Even occasionally, when his body is fully his, he can feel someone’s strong arms holding him close. The embrace doesn’t feel warm or friendly, nor does it feel aggressive. It feels like goodbye. Someone is leaving him and there's nothing he can do about it. Their tears puddle on his shoulder and soak into his heart, leaving a permanent spot for them. He feels as their touch gets weaker and weaker and the pressure shifts underneath him as they step away completely from the embrace. The spot they created aches when he realizes they’re never coming back.
Sometimes all he got was a word. A single word that he would have to play with in his mind, to try and tie any significance to while he tried to remember what had happened to him. Sometimes he got it right away. Words like dice or brother were easily explained and brought back warm memories. Sometimes the words were mean, like asylum or parents. Those words gave him blurry, silvery memories that meant nothing good. Recently, his words had been meaning more and more nothing. He had collected a few words that he thought particularly didn’t make any sense.

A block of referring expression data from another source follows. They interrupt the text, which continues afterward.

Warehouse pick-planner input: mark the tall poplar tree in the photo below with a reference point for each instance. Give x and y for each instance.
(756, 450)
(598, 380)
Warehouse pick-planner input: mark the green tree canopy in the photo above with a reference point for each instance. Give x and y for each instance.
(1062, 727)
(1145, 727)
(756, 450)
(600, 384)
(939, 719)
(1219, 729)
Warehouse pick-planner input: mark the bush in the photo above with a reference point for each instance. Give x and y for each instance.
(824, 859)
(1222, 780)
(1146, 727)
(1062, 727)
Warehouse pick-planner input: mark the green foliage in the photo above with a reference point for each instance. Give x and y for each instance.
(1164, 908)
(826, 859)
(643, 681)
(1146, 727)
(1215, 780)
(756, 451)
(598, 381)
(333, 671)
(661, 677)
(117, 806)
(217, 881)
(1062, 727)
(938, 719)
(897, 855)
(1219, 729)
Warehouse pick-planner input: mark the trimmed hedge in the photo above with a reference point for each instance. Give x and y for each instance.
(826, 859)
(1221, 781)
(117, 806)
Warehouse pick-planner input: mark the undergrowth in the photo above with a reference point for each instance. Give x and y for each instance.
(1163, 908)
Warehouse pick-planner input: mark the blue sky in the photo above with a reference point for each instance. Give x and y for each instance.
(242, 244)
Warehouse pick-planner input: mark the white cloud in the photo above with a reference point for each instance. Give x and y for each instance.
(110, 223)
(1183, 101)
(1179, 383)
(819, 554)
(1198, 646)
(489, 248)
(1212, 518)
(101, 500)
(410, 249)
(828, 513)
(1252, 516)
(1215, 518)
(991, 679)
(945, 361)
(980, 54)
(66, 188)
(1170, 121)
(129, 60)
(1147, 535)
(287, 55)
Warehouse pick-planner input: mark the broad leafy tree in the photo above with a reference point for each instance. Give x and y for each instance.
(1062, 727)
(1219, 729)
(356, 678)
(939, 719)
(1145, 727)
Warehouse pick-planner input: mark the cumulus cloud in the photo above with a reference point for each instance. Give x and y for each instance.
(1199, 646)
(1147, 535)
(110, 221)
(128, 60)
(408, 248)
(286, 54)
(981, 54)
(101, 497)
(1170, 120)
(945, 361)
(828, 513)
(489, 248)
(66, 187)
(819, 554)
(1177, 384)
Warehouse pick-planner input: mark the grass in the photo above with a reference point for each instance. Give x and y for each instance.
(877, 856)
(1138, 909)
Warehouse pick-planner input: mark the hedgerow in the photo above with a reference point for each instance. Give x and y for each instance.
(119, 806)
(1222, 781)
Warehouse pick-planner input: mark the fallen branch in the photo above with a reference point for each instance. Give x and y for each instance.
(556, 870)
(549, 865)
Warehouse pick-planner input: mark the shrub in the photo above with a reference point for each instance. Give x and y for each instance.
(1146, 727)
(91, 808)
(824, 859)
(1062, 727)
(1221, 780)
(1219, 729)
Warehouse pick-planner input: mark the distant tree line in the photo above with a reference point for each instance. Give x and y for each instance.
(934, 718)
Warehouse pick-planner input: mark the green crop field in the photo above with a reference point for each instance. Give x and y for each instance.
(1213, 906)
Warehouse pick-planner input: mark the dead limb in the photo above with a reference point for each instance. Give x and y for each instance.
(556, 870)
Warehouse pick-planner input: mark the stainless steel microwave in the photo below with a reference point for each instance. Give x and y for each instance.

Fracture. Camera. Trick. Scrap. Gold. Cage. Locked. Chapel. Wire.
Useless. They were all useless to him. Clearly his subconscious wanted him to know something, but instead of telling him outright, it had to play games with him. Well, from what he was beginning to understand of himself, he liked to play games. This one was frustrating, though. He felt as though these words would tell him how he died, or at least what happened before it. Maybe that was what he’d needed to move on into whatever afterlife he truly belonged in. First, he needed to have closure. Something linked all of those words together, but he didn’t know what it was. He’d tried to select from them, coming up for possible meanings. As he went on, his theories became more and more ridiculous until they didn’t make sense at all.
He fractured his neck and it killed him.
His death was recorded for some gore website.
He was tricked into drinking poison.
He had been in a scrap of some sort that killed him.
He had been sentenced to execution by a council of judges.
He had been kidnapped and left in a dog cage to die.
He had been killed by an Olympic gold medalist.
He was crucified inside of a chapel.
He was shocked by a live wire.
Every possible theory he sent out into the universe was rejected, each and every time he tried to explain his own death to himself he felt absolutely nothing, which meant that he had been completely wrong. He tried to think of people he knew.
Maybe his brother had fractured his neck?
Nothing came to mind. Maybe a member of his organization had fractured one of their necks?
Nothing again. Okay, his organization was wrong. His friends.
A friend.
Someone he didn’t know?
Someone he didn’t know fractured their neck and died.
Someone who was maybe a friend, then?
Not their neck.
Someone he didn’t know was dead because they
fractured
Their skull.
The memory came back to him. Rantaro Amami, someone who he didn’t know, was killed by a shot put ball to the back of the head. The force of the ball instantly killed him and created a fracture in his skull. Slowly, the memories start to come back to him. He remembered the harrowing sight of the body on the floor, but nothing more after that. A disgusting feeling of dread creeped through him as he remembered the terrible series of events that unfolded one after another.
Kaede’s tears while she confessed her murder plan to them, explaining how she had avoided being caught by the cameras.
Chunks of Ryoma’s flesh and guts floating on top of the water, his untimely demise hijacking Himiko’s magic trick.
The look of abject horror on Kirumi’s face when she realized it was over, that a scrap of her own glove had been left in the pool.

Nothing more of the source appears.